Le peuple du désert sait qu’il vit sur la Terre Sacrée. Il n’est pas donné à tous de vivre là, car la vie dans le désert est rude. Même si les terres sacrées sont ouvertes aux étrangers prouvant leur valeur, le peuple est constamment mis à l’épreuve et ceux qui échouent en meurent. Depuis toujours, les dieux et le désert sont intimement liés. Les Sakoiens constituent un peuple dévoué, toujours conscient de l’œuvre d’Edalirin et toujours prêt à montrer leur foi en Sa volonté. Dans la plupart des cités sakoiennes, le dévot marche nu-pieds pour montrer son respect envers la Terre Sacrée et la volonté d’Edalirin.
Les enfants reçoivent un enseignement basé sur l’exemple.
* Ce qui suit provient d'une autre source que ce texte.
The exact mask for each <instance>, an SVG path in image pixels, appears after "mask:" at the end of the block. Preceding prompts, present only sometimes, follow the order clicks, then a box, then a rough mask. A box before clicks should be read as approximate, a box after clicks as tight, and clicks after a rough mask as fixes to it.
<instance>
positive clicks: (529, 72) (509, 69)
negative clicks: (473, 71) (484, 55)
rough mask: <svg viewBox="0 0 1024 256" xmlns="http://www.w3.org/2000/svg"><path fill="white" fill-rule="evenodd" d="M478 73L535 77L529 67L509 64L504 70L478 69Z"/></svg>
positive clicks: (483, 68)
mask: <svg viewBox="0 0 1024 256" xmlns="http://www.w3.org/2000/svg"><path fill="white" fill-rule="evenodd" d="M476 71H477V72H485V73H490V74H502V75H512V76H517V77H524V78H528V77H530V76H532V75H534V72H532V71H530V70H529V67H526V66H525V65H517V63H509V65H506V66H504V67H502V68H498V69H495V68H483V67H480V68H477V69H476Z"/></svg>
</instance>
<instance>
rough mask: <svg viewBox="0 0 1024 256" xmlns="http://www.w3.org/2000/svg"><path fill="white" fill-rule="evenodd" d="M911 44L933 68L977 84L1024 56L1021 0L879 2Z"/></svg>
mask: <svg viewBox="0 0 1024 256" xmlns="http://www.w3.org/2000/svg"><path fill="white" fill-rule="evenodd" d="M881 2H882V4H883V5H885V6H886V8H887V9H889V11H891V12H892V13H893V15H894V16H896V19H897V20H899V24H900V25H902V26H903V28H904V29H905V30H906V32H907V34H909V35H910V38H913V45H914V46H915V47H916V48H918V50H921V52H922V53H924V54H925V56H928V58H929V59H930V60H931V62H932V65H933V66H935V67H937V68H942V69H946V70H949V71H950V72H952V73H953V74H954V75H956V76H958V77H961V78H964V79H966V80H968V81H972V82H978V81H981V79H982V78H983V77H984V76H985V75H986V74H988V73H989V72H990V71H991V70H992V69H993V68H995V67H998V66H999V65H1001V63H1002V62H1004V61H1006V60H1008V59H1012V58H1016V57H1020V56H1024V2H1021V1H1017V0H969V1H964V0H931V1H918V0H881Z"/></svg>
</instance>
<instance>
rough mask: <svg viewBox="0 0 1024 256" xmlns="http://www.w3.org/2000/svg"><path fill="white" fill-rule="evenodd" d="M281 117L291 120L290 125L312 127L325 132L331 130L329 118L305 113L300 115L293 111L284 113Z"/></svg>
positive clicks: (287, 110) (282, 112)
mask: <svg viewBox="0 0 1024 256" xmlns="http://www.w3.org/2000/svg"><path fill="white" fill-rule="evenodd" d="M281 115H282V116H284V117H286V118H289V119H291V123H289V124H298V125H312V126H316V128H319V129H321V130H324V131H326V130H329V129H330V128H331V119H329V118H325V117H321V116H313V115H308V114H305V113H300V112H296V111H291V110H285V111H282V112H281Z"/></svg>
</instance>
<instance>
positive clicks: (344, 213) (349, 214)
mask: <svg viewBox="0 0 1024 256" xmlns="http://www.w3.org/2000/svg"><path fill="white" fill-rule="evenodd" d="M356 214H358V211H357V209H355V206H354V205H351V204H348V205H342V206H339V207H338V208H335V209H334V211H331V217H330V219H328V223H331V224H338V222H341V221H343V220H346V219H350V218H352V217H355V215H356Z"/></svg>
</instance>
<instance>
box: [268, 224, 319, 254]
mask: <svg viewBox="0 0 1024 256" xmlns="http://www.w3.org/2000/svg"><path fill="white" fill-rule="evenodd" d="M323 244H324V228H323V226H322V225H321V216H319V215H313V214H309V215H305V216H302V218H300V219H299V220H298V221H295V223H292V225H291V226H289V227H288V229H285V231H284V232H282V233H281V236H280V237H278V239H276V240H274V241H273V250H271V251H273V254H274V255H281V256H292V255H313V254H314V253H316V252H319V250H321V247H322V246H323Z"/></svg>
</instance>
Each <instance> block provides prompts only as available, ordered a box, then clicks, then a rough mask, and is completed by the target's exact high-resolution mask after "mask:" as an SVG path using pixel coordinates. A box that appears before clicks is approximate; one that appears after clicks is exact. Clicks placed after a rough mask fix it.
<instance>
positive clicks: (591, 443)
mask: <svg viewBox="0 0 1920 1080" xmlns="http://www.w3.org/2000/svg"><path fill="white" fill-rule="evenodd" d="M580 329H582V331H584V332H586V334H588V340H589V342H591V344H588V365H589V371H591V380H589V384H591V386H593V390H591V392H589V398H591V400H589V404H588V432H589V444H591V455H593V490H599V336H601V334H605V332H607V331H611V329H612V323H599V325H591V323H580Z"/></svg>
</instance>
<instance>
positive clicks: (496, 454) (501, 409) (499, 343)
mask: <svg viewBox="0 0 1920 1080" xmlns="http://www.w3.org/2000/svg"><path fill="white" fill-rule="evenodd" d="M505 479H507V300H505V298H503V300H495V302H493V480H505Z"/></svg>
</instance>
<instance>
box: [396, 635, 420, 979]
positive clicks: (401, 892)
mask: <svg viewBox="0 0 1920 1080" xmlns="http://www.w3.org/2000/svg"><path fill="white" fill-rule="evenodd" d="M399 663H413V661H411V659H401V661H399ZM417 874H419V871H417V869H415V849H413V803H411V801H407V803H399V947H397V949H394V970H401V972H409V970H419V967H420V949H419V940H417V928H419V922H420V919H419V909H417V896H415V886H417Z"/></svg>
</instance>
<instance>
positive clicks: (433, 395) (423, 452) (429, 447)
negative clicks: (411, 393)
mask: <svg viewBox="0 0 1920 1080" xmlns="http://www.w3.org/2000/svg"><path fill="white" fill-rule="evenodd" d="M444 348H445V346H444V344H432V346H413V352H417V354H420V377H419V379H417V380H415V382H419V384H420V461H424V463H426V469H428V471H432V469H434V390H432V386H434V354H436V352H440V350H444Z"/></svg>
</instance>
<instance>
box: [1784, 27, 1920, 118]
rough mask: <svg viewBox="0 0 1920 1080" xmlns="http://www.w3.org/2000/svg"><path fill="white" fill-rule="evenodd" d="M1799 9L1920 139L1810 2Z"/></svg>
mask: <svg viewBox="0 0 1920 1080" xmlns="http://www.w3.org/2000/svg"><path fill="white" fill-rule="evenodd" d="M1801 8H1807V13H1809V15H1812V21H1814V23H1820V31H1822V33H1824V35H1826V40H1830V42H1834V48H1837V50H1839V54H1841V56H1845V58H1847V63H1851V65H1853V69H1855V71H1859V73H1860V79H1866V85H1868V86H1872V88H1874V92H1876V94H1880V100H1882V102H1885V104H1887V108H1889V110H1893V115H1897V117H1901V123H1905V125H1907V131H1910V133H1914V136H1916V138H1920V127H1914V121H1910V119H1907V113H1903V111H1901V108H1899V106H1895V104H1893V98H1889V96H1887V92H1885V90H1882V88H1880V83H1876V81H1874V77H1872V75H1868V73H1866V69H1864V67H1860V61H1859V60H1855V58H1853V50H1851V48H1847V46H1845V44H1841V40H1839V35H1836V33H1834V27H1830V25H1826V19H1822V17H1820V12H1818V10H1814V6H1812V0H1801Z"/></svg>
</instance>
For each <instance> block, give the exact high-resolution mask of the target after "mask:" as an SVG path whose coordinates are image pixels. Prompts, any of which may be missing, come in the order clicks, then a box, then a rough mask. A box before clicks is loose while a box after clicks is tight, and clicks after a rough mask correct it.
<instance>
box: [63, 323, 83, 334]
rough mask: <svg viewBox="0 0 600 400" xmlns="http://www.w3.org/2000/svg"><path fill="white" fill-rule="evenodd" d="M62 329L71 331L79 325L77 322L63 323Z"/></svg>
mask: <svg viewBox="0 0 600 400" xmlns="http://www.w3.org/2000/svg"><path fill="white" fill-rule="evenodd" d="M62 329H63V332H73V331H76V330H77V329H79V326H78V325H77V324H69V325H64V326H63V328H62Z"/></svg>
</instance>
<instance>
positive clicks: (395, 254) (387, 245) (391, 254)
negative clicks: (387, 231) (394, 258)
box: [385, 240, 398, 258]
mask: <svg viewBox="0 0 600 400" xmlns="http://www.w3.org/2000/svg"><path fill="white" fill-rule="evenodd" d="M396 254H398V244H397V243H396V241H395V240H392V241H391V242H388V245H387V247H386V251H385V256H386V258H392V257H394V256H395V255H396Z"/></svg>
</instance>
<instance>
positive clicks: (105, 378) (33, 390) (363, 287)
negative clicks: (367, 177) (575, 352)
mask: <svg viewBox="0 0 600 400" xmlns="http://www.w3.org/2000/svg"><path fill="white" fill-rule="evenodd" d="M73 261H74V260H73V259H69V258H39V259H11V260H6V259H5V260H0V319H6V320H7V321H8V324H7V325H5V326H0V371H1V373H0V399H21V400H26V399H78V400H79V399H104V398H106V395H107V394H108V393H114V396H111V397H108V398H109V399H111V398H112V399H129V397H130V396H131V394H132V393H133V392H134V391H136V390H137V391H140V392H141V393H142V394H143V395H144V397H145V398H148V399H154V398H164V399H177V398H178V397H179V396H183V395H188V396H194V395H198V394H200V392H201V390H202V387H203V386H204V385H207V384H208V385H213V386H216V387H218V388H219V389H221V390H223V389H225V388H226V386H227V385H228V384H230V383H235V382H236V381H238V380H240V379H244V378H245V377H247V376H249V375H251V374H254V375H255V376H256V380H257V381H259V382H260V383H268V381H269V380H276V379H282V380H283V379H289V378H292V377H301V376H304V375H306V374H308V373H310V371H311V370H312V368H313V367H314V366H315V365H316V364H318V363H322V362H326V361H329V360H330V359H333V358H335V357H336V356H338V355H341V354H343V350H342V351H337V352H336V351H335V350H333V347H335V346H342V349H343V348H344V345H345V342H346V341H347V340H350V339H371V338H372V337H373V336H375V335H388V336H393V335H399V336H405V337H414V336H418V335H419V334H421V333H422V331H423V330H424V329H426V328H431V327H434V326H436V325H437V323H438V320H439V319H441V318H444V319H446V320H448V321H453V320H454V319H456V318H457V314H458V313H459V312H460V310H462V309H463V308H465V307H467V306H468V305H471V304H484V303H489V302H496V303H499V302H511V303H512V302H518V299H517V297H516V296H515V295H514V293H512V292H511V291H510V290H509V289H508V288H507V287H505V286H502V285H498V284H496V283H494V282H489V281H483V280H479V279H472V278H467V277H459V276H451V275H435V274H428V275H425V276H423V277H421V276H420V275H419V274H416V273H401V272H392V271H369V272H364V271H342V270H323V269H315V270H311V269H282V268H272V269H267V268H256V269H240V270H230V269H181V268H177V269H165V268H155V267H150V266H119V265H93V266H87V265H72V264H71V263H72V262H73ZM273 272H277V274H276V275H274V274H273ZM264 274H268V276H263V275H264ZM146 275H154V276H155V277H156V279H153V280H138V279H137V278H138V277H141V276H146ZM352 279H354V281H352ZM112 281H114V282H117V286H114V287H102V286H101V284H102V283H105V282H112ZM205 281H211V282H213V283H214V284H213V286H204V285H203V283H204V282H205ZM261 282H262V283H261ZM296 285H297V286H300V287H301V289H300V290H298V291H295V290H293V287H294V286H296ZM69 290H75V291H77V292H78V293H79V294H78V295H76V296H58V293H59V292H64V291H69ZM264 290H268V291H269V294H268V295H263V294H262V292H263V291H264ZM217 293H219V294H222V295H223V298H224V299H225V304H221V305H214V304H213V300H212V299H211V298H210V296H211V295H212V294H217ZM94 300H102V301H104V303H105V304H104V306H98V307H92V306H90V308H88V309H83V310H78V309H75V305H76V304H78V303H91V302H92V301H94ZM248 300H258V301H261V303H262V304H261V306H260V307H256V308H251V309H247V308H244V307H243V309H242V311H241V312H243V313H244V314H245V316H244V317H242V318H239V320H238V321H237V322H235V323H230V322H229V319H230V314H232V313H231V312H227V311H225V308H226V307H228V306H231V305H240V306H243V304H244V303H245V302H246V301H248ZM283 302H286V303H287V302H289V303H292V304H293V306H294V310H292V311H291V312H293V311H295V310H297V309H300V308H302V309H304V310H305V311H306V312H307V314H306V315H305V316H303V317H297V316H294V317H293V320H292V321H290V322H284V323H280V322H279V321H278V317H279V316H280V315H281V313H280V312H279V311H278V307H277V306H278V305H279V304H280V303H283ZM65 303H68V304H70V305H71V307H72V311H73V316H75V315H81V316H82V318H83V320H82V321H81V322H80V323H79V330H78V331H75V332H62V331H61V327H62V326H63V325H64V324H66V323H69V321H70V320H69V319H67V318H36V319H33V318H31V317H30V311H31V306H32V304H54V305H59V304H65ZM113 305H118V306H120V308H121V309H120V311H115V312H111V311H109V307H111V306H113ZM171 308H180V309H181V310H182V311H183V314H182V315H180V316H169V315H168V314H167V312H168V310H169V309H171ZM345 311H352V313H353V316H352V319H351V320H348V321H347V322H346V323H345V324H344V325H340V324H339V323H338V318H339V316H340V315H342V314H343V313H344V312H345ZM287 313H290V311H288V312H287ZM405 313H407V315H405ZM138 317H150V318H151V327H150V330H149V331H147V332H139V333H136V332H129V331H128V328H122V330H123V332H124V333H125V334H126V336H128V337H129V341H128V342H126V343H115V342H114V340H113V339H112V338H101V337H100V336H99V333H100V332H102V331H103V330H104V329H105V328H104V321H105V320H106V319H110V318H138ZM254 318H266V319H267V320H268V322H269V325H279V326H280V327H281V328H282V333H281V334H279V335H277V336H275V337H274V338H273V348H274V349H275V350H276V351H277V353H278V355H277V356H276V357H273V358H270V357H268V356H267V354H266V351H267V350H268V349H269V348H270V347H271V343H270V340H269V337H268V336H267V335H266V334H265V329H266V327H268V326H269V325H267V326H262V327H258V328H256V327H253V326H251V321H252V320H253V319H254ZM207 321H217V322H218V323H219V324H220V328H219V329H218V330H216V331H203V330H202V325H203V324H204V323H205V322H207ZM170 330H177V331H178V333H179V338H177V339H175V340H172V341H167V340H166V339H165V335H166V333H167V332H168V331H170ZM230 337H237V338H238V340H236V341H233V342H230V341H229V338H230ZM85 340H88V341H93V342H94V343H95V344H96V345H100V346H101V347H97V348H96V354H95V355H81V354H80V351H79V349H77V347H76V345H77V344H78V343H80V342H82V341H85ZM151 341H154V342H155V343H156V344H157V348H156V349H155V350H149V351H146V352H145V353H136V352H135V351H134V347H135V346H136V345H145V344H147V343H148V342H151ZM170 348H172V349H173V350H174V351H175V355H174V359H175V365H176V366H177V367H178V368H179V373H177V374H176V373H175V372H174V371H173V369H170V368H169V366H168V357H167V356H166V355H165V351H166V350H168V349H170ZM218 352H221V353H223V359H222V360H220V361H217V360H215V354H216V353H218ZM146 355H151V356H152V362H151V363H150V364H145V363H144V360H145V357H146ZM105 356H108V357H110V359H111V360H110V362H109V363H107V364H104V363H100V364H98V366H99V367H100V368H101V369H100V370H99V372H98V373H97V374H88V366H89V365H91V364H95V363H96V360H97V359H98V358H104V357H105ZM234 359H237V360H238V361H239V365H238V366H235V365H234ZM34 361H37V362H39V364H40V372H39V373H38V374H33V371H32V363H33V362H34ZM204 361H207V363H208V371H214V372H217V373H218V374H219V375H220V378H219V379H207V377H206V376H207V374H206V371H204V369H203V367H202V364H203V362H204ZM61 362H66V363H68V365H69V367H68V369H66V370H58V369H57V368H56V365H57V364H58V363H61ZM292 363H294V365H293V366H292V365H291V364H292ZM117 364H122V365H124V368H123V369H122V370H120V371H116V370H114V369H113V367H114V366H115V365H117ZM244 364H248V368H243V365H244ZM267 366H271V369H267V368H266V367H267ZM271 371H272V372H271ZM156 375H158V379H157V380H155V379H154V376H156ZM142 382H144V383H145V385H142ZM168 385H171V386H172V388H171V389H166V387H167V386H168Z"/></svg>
Les parents s’impliquent énormément à enseigner à leurs enfants les coutumes des Terres Sacrées, ainsi que les corvées et les tâches qui leur incombent pour y vivre. Lorsque les enfants atteignent leur Kar’Tulor ou puberté, ils deviennent adolescents. Ils sont amenés devant le village ou la tribu et sont présentés comme adultes lors d’une cérémonie durant laquelle le jeune adulte partage l’eau avec les honorables anciens. À partir de ce moment, ils ne vivent plus sous le toit de leurs parents et doivent apporter quelque chose à la communauté, subvenir à leurs besoins et suivre la parole d’Edalirin en toute circonstance.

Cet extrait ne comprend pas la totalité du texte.